Jiří Levý illustre d’une façon trčs astucieuse et bien compréhensible ce qui se produit dans le processus de décodage/ré-encodage en termes de potentiel expressif de chaque langage/culture.

Dans des parties précédentes de ce cours nous avons discuté de combien il est difficille de décider de la prééminence du langage sur la culture ou vice versa: afin de déterminer la position de chacun des deux éléments par rapport à l’autre. Certaines théories ont eu, particulièrement dans le passé, tendance à voir le langage comme un simple instrument expressif d’une culture qui a déjà été façonnée de façon autonome et qui a besoin du langage simplement pour se donner une "traduction" verbale.

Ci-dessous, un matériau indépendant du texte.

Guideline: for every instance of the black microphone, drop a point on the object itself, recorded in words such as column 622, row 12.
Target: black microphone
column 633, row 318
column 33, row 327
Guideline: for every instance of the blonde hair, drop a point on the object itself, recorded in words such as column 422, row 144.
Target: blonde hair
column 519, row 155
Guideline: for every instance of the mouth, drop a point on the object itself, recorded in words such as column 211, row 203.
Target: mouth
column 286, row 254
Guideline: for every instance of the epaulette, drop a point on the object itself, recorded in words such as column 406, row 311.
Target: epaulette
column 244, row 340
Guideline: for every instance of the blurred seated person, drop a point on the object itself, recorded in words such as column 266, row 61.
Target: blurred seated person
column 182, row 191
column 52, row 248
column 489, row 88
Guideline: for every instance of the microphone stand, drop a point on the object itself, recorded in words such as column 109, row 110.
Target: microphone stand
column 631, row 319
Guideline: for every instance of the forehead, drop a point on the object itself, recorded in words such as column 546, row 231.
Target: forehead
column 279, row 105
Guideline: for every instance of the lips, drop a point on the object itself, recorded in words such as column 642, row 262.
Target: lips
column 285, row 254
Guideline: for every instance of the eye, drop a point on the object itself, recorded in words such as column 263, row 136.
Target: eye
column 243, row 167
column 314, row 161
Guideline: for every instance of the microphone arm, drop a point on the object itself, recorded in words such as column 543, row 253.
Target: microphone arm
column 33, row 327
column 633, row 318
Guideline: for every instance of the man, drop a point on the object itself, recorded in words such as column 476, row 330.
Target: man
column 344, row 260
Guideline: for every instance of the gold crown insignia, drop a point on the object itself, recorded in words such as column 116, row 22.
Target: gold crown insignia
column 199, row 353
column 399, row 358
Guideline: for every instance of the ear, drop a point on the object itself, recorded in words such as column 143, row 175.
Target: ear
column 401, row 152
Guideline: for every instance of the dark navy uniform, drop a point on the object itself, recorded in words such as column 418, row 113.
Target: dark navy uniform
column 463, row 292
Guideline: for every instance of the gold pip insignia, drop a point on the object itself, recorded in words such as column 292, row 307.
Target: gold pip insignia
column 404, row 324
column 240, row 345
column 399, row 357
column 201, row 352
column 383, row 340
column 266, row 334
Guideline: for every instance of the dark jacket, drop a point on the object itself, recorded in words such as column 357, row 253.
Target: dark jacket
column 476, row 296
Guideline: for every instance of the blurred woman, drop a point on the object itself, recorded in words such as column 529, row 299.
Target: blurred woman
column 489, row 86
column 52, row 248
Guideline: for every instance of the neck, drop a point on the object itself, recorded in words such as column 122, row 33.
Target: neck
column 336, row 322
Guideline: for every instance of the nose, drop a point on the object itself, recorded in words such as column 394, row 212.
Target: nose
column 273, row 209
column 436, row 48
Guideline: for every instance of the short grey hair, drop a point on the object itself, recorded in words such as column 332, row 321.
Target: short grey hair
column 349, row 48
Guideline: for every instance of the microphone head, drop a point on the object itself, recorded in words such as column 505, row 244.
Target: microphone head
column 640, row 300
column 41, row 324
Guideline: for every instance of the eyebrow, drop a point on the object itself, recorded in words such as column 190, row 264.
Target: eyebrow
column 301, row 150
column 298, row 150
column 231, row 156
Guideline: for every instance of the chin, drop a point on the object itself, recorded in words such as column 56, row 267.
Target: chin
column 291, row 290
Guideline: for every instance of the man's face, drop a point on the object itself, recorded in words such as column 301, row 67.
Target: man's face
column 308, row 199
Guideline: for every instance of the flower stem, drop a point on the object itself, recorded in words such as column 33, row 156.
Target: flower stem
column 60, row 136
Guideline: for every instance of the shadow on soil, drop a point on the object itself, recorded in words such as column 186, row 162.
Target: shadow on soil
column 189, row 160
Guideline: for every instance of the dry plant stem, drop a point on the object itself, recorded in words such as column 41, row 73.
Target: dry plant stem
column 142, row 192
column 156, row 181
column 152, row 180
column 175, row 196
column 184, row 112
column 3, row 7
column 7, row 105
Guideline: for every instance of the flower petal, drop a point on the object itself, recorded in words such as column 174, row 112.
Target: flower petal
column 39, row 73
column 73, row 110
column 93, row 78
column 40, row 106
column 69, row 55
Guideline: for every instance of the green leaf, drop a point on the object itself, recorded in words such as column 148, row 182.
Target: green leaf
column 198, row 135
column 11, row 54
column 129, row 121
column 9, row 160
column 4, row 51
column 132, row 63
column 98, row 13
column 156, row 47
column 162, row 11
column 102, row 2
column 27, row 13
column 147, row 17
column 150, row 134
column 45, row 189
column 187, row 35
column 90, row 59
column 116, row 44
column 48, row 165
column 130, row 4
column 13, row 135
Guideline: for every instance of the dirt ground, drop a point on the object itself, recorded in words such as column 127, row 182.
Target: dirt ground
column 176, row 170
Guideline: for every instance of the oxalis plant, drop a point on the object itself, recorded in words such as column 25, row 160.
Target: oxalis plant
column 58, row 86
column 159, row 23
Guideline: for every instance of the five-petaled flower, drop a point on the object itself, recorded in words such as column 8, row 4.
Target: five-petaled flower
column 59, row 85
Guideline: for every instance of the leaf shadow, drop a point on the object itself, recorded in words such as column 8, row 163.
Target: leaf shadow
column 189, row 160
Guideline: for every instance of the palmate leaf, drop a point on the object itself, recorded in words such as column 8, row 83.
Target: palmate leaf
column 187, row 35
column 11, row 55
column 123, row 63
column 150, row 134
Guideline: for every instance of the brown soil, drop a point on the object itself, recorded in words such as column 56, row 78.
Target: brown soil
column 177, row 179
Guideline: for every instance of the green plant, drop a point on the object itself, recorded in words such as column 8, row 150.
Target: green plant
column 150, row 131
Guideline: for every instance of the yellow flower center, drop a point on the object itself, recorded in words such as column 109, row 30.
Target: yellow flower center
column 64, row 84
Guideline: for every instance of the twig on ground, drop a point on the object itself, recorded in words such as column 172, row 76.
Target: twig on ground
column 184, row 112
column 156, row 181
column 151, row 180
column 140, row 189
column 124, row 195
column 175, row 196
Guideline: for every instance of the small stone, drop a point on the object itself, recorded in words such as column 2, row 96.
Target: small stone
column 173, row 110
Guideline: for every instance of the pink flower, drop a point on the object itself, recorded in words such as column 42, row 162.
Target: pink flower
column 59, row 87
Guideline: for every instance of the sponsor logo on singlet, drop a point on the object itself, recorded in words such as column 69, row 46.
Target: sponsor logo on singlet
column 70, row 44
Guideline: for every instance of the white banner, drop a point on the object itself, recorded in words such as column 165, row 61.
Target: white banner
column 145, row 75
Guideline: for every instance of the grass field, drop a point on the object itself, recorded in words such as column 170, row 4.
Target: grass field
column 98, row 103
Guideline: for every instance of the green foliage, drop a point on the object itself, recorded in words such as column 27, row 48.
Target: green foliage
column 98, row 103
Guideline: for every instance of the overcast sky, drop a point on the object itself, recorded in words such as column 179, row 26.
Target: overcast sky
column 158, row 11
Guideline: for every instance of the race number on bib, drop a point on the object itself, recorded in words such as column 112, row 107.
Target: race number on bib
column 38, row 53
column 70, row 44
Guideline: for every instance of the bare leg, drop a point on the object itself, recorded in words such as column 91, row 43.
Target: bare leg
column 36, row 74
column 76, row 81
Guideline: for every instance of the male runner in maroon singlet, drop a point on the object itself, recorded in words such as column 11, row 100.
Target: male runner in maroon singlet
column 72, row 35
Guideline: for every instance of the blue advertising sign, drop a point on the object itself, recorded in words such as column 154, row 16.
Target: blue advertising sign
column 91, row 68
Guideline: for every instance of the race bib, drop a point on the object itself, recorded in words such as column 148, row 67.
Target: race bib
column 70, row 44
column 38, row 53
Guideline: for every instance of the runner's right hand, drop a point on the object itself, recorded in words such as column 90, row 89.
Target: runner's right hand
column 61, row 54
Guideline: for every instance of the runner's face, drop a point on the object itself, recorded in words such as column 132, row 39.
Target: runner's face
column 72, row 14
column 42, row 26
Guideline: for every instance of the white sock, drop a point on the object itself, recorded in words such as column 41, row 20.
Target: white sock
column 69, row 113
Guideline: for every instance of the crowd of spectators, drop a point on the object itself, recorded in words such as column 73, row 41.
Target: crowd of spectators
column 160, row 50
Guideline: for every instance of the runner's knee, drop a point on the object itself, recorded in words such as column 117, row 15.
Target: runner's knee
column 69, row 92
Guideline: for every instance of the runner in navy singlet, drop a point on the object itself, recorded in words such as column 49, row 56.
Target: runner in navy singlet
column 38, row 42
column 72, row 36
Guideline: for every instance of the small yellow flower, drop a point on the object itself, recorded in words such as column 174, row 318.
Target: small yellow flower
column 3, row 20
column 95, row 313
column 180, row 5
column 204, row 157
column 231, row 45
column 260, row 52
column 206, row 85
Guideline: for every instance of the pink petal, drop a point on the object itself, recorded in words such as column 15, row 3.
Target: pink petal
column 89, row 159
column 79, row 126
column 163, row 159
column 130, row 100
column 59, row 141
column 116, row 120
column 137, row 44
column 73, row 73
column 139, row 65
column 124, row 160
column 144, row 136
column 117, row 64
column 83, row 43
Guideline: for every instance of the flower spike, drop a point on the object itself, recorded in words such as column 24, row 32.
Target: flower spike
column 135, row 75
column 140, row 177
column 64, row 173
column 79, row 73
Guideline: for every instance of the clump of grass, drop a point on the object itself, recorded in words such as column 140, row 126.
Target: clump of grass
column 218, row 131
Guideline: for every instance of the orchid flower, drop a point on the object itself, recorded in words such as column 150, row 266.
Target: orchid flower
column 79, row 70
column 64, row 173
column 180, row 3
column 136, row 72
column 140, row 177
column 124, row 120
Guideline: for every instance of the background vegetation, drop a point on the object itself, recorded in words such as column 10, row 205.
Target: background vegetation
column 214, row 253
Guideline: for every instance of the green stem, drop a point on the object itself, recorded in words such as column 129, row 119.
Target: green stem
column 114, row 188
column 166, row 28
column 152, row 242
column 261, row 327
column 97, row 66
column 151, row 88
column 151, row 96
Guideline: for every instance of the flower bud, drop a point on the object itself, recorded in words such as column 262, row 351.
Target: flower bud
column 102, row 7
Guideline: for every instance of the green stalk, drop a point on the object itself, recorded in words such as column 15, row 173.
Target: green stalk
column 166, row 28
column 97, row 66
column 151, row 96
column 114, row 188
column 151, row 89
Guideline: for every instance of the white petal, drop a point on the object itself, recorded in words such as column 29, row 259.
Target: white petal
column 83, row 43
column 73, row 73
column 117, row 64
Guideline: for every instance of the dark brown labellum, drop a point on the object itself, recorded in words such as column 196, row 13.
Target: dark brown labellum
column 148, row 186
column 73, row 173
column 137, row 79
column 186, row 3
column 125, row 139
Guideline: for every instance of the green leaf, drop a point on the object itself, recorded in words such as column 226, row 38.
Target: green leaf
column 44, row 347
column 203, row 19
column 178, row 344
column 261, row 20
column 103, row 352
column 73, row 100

Une école de pensée quelque peu en opposition attribue la prééminence absolue du langage sur la culture. Selon ce courant, même la pensée est linguistique, même les réflections intra-individuelles sont uniquement possibles que grâce au code naturel. Dans cette perspective, il n’existe pas de code mental, et la culture extrelinguale est une simple extension le la culture linguistique, générée par une structure linguistique. Un exemple bien connu de ce courant est celui de Schleiermacher:

Chaque être humain est, d’une part, sous l’emprise du langage qu’il utilise pour parler; lui-même et toutes ses pensées en sont un produit. Il ne peut, en toute certitude, penser à rien qui soit externe aux limites de son langage. La forme de ses concepts, la façon et les moyens pour les connecter sont décrits pour lui par le langage dans lequel il est né et éduqué; son intellect et son imagination y sont reliés2.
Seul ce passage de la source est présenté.